The pub was ablaze from end to end. There were fires raging across the road. The garage exploded as the oil caught fire, sending fumes into the air. All she could think about was poor Granny and Uncle George as Ivy rushed forward screaming. ‘Two of them in the cellar…George and Millie Mills! They’re inside in the cellar…There’s a trap door. Oh God! Get them out, please!’ Her voice was squeaky.
‘Sorry, miss, no further, not near the fire. We’ve got to get it under control. Just the two of you outside then?’
‘I only went to Entwistle Street for chips, see, for their supper…I live here.’ Maddy pointed to the fire, not understanding.
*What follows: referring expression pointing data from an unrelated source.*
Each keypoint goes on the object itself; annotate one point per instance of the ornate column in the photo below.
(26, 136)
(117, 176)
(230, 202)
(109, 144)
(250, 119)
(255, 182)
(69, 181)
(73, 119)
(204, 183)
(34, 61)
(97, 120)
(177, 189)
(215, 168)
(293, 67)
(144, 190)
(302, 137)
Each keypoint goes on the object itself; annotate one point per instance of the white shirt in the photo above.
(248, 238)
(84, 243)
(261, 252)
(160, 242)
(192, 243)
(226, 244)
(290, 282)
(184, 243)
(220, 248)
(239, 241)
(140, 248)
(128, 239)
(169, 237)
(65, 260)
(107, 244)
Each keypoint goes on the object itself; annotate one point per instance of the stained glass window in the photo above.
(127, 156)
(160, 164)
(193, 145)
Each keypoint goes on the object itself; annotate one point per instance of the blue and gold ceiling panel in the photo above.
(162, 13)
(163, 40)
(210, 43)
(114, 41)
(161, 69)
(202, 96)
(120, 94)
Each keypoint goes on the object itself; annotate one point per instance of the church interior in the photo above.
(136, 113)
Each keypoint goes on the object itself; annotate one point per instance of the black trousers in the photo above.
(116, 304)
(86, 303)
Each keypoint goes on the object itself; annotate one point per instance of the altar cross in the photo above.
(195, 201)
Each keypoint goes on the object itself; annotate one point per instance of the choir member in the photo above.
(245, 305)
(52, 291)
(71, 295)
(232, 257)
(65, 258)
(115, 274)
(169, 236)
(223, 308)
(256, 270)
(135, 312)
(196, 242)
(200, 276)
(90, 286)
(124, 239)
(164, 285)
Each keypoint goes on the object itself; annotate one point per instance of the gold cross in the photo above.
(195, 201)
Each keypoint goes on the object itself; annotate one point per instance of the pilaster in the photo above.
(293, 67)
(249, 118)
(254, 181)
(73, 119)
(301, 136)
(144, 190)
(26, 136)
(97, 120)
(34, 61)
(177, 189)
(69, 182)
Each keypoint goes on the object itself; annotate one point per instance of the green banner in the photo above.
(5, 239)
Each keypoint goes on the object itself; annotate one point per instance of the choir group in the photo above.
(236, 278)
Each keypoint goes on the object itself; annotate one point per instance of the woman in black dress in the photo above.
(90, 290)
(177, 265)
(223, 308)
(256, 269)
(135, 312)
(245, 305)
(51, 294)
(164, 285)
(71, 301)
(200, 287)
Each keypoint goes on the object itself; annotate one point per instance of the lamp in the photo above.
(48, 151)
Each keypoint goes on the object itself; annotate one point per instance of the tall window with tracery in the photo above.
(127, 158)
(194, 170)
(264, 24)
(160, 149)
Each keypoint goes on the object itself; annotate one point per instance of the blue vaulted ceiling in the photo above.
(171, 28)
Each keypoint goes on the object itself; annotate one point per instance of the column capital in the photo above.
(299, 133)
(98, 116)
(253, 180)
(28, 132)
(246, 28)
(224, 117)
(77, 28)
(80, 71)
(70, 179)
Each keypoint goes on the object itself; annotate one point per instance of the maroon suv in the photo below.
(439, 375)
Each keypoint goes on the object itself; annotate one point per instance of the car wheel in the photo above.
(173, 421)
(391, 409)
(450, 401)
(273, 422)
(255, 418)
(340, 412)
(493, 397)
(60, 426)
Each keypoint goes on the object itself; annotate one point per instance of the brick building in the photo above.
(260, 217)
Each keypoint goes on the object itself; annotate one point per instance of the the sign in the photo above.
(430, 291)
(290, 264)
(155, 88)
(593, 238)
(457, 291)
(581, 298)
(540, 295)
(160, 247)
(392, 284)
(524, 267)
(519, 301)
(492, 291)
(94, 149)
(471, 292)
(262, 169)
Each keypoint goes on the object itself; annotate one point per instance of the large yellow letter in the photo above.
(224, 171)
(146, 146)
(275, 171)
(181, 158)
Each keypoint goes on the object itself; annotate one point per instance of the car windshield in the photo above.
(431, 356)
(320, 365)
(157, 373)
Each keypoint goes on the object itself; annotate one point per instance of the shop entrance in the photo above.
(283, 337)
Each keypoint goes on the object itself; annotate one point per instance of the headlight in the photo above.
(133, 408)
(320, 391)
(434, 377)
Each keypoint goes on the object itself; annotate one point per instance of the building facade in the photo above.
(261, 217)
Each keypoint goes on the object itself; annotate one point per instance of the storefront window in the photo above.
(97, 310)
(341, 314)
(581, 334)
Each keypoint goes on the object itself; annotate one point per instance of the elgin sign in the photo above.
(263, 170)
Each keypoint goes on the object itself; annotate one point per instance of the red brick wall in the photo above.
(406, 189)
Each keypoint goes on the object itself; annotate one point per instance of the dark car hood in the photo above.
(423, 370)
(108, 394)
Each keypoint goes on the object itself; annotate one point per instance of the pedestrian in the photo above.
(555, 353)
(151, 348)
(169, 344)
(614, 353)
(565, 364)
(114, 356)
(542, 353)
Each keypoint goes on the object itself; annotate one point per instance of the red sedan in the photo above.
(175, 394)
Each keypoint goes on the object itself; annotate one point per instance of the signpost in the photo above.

‘Not now you don’t, love. All that timber and thatch, gone up like tinder. I’m sorry. We’re digging them out across the road. It’s not safe if the petrol tank goes up…The airfield got it bad tonight,’ said the blackened-faced fireman, trying to be kind, but she didn’t want to hear his words.
Another man in uniform was talking to a woman in a uniform.
‘Two survivors for you, Mavis,’ he said, pointing them out. ‘Take them for some tea.’
‘We’ve had our supper, thank you,’ Maddy said. ‘What about my dog, Bertie? You’ve got to look for him too.’
‘Bertie’ll be fine, love. Let the men get on with their jobs. I don’t think he went in the cellar. He’ll be hiding until it’s safe. We can look for him later,’ Ivy offered, putting her arm round her, but Maddy shook it off. She must find Bertie.